Age comes with many physical challenges.  Mobility issues and problems with balance are some of the most common struggles the elderly face.  When slips and falls become more of a problem, there are a couple of steps that can be taken before choosing long-term care.  

Try utilizing a medical alert system first.  There are a wide array of models available with varying capabilities.  Some medical alert services do not require an extended contract, so there is room to change the service if necessary.  

 

Failure to Properly Manage Medication

When medication schedules become an issue for the elderly, it is time to bring in some assistance.  Some in-home caregivers can assist seniors with medication management, but sometimes the situation is a bit more dangerous.  

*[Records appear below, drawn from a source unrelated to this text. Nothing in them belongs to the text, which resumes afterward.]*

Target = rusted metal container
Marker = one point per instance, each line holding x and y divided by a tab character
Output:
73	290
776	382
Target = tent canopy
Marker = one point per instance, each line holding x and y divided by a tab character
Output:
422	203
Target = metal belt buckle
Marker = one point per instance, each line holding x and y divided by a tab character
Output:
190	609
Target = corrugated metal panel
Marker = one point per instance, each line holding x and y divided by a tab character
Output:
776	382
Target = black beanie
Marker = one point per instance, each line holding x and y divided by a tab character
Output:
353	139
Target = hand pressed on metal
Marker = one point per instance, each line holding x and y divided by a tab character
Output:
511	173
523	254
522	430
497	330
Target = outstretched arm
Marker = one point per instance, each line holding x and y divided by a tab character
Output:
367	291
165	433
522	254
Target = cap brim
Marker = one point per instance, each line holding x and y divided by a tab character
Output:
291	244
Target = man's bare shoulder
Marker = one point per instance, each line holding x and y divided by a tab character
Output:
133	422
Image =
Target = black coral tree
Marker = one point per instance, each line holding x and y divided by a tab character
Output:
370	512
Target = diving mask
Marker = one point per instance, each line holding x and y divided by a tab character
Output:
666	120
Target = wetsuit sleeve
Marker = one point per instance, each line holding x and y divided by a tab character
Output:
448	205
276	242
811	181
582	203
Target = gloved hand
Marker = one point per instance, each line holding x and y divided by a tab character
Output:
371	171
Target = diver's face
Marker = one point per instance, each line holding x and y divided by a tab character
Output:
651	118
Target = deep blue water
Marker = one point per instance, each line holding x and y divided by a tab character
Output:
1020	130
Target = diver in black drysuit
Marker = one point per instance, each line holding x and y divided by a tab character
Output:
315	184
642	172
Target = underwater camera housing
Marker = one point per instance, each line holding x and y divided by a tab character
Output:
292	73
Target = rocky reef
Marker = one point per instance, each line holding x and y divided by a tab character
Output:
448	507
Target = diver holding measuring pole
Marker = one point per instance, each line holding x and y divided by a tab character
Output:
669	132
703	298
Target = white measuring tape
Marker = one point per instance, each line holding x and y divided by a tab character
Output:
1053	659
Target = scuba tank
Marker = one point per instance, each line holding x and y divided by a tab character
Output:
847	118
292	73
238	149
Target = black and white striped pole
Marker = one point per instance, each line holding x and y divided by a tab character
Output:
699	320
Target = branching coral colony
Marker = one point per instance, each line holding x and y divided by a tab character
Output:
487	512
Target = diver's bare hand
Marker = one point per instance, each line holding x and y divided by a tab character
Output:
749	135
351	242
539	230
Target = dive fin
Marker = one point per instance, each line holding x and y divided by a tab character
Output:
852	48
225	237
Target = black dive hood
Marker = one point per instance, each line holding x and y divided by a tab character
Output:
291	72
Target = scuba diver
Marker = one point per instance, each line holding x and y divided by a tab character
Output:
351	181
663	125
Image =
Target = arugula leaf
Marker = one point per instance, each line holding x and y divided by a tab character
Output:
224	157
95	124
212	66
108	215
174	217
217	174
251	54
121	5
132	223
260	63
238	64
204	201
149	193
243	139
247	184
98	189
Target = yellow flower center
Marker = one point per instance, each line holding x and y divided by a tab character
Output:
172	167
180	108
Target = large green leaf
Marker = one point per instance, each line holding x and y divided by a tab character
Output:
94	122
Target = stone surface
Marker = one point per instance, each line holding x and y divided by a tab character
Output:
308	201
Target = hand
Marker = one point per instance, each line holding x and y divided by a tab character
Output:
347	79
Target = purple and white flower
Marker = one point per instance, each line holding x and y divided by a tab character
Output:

If the older adult in question is over medicating or missing medications regularly, it could become life threatening.  At this point, it may be time to seek out full-time care.  

 

Increased Wandering and Confusion

dementia

Alzheimer’s disease and other forms of dementia are often an instigator for some strange behavior in senior citizens.  Sleep wandering and confusion are among the most common symptoms exhibited by progressive dementia patients.  

If a loved one seems very agitated after sunset and suffers from a noticeable confusion, it may be time to seek some extended care.  If a family member is not able to devote the time needed for preventative care, then assisted living should be seriously researched.

 

Significant Weight Loss

When a senior begins dealing with some of the more troublesome symptoms of aging, preparing an entire meal three times a day does not seem like much of a priority anymore.  Sometimes the elderly will only go without eating.  

Significant weight loss can also be a sign of a medication regulation issue.  If the individual is double dosing or missing medications entirely, the body could react adversely and cause weight loss.  When weight loss becomes life threatening, it may be time to seek full-time care.

 

Excessive Personal Hygiene Issues.

Poor personal hygiene may also be a sign that an older adult needs full-time care.  Concerns about safety in the restroom or while bathing may deter some senior citizens from maintaining proper bathing practices.  In this case, added nursing assistance is a must.